在那間修車鋪外,幾具屍體正橫屍在地,開膛破肚,連肢體都不全了。
江流石一眼就從裡面看到了黃毛的身影。
這些人是留在據點這裡的,爆炸聲吸引了喪屍後,他們就被喪屍突襲了。後來正在啃食他們的喪屍,又被江流石的汽車喇叭聲引走,然後被江流石通通撞死了。
江流石將基地車停在了門口,他之前都關注加油去了,現在才現,外殼的升級已經完成。
加入了異變能量,基地車的外殼從外面看起來,並沒有什麼變化,但是當江流石用手敲上去時,卻隱隱有一種,似乎這外殼有一些彈性的感覺。
實際上,外殼還是堅硬的,會有這種感覺,是因爲這外殼的內部,能夠吸引一定的衝擊力,所以,纔會讓人覺得,像是打在了棉花上。
不過這種感覺,並不強烈,而是十分微弱,江流石知道,這是因爲基地車這次吸收到的異變能量太少了。
但是這一點改變,已經讓江流石非常滿意了。多這一點吸收衝擊的能力,就能讓基地車的損壞率,降低很多。
拿上了扳手,又將五四式手槍舉在了手中,子彈上膛,保險打開,手指離開扳機,然後,江流石便下了車。
邁過屍體,江流石進入了修車鋪內,然後小心謹慎地朝樓道走去。
江流石已經聽黃毛說過這樓內的情況,這小樓一共四層,下面三層都是飛車黨的住所,第四層則是宇哥一個人的住處。他們蒐集到的各種物資,也都在四樓。
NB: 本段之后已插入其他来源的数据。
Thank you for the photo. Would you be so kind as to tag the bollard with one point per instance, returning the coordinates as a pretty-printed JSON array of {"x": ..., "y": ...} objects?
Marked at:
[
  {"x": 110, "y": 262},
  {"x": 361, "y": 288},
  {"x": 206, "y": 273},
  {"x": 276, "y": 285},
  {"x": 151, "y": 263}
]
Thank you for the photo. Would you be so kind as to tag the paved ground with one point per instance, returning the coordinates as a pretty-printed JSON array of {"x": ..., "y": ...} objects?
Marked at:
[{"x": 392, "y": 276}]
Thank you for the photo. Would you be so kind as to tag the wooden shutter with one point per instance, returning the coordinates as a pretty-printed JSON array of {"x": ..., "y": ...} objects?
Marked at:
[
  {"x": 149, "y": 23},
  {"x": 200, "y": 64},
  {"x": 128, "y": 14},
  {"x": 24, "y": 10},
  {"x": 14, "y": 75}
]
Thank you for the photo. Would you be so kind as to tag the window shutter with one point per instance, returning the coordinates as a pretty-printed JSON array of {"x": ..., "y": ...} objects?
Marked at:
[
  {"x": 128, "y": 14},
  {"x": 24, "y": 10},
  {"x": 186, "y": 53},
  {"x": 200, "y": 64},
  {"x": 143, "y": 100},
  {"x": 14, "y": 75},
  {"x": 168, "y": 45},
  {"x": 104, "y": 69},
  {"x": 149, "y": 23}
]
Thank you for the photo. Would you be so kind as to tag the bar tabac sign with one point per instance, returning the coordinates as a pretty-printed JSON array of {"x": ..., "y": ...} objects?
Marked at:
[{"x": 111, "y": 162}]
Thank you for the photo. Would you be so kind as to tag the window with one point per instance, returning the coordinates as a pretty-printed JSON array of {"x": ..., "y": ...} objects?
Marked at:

雖然預計樓內已經沒有飛車黨了,但江流石還是非常小心仔細。
……
在四樓內,之前那幾個在窗口觀看的女人,此時都圍在一起,彼此手拉着手,一臉緊張忐忑的表情。
她們都聽到江流石上來的腳步聲了,這腳步聲,正在接近。
之前,她們通過窗口,完整地目睹着江流石駕駛着那輛中巴車,橫衝直撞的場景,最後更是在驚心動魄的一場撞擊中,伴隨着一聲爆炸般的巨響,讓宇哥的那輛重型卡車,被徹底撞成了廢鐵!
看到那一幕,這些女人,都是感覺到難以置信,一輛看起來破破爛爛的中巴車,竟然把一輛重卡的車頭都撞扁了?
撞成了這樣子,在駕駛室裡的宇哥呢,他恐怕成了肉餅了吧!
她們一直盯着那已經不成樣子的重卡駕駛室,還有駕駛室中流出的血,無法相信宇哥死掉的事實。
那個不可一世,強大到讓人心生絕望,執掌了整個鎮子的宇哥,任何一個人,只要惹他不高興,就可能被虐殺而死的宇哥,今天,竟然被人殺死了!
這是在做夢嗎?
她們還未能反應過來,而後,又聽到轟轟轟的撞擊聲,還有汽車引擎的轟鳴聲。
那小小的中巴車,動機如同雷鳴一般,震顫她們的耳膜。
中巴車像是暴怒的野獸一般,四處衝擊,撞擊剩餘的飛車黨們。
簡直是虎入羊羣,摧枯拉朽,飛車黨們都嚇破了魂,四散逃跑,結果卻不是被撞死,就是被喪屍咬死,這一幕,也看得她們覺得如夢似幻。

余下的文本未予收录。